Ecosyste.ms: Awesome

An open API service indexing awesome lists of open source software.

Awesome Lists | Featured Topics | Projects

https://github.com/ycheng517/tabletop-handybot

A low-cost AI powered robotic arm assistant that listens to your voice commands and can carry out a variety of tabletop tasks.
https://github.com/ycheng517/tabletop-handybot

ai computer-vision llm robot-assistant robotic-arm robotics ros2 vlm

Last synced: 3 months ago
JSON representation

A low-cost AI powered robotic arm assistant that listens to your voice commands and can carry out a variety of tabletop tasks.

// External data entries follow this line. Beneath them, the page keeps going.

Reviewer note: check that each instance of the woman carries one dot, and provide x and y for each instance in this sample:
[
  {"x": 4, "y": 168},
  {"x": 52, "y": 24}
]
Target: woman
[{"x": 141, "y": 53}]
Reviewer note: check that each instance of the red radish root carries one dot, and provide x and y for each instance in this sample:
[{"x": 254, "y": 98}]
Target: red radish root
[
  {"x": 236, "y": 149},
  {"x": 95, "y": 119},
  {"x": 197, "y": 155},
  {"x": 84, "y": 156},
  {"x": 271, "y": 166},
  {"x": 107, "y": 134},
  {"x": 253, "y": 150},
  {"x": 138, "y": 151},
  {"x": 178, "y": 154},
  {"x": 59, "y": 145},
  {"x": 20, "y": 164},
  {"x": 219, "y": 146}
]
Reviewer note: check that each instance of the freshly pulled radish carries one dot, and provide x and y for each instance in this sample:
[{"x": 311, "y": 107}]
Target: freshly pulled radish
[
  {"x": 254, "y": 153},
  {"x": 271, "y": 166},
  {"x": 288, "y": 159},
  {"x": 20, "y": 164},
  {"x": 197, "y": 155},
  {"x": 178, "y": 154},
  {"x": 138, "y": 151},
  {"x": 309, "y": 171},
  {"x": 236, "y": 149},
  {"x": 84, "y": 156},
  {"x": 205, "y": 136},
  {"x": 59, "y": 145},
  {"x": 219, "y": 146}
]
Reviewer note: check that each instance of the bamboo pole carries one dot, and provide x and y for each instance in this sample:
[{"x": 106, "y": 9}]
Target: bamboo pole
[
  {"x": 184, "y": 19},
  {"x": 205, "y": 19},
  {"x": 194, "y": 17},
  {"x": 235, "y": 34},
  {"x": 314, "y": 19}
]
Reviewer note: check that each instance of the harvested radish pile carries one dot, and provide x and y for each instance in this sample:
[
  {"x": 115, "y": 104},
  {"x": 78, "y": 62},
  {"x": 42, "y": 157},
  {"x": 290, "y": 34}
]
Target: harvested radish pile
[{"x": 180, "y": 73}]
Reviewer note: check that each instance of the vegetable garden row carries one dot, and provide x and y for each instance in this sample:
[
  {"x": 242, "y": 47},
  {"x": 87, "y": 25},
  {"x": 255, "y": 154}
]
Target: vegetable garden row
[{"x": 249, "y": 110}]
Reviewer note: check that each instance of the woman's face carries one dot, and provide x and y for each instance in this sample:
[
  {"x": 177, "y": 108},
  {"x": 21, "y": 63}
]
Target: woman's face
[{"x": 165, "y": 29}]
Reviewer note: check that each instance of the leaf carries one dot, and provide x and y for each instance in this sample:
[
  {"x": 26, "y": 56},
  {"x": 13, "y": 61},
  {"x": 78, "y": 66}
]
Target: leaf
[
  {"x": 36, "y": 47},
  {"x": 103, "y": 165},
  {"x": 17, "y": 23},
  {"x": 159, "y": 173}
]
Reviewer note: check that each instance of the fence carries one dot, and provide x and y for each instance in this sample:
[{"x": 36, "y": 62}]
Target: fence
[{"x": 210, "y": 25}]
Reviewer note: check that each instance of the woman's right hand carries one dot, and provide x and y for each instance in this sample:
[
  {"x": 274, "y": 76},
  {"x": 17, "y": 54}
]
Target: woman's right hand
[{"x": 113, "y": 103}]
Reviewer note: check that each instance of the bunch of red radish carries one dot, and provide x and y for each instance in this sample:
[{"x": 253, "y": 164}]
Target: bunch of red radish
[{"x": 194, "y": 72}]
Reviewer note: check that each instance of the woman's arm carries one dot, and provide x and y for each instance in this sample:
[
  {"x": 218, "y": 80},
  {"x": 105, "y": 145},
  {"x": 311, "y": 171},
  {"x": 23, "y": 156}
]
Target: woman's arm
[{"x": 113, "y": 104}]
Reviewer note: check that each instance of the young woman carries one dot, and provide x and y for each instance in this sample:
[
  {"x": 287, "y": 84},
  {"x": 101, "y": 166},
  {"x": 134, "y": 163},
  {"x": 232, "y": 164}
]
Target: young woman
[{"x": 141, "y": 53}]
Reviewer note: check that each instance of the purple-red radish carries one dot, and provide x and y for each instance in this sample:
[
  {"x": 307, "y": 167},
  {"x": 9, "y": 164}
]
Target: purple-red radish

Awesome Lists containing this project

README

        

# Tabletop HandyBot

A low-cost AI powered robotic arm assistant that listens to your voice commands
and can carry out a variety of tabletop tasks. Currently it can pick and place
arbitrary objects presented in front of it. The total BOM is around $2300 USD.

## Video Demo

| Rolling Dice | Picking Markers |
| :--------------------------------------------------------------------------------------: | :--------------------------------------------------------------------------------------------: |
| [![Roll Dice](./assets/roll_dice_thumbnail.png)](https://youtube.com/shorts/xAmPpvCZZU4) | [![Pick Markers](./assets/pick_markers_thumbnail.png)](https://youtube.com/shorts/fsCkS7HvgGo) |

## System Architecture

![System Architecture](./assets/architecture_diagram.png)

### Technology Used

- [AR4 Robot](https://www.anninrobotics.com/): a $2000 robot arm that can lift 5lb dumbbells
- [ar4_ros_driver](https://github.com/ycheng517/ar4_ros_driver): ROS driver for the arm
- [Realsense D435](https://store.intelrealsense.com/buy-intel-realsense-depth-camera-d435.html?_ga=2.156205052.639062113.1715864879-1357777019.1715864879): a reliable $300 RGBD camera
- [realsense-ros](https://github.com/IntelRealSense/realsense-ros): ROS wrapper for the camera
- [Whisper Mic](https://github.com/mallorbc/whisper_mic): Convenient library for using OpenAI Whisper with a microphone
- [Grounding DINO](https://github.com/IDEA-Research/Grounded-Segment-Anything/tree/main/GroundingDINO) A SOTA zero-shot object detector that can detect any object.
- [Segment Anything](https://github.com/IDEA-Research/Grounded-Segment-Anything/tree/main/segment_anything): A SOTA zero-shot object segmentation model that can segment any object.
- [OpenAI Assistants](https://platform.openai.com/docs/assistants/overview): an API that calls ChatGPT with specific instructions and function calls

## Setup

### Pre-requisites

You should have [ROS 2 Iron](https://docs.ros.org/en/iron/index.html) installed on Ubuntu 22.04.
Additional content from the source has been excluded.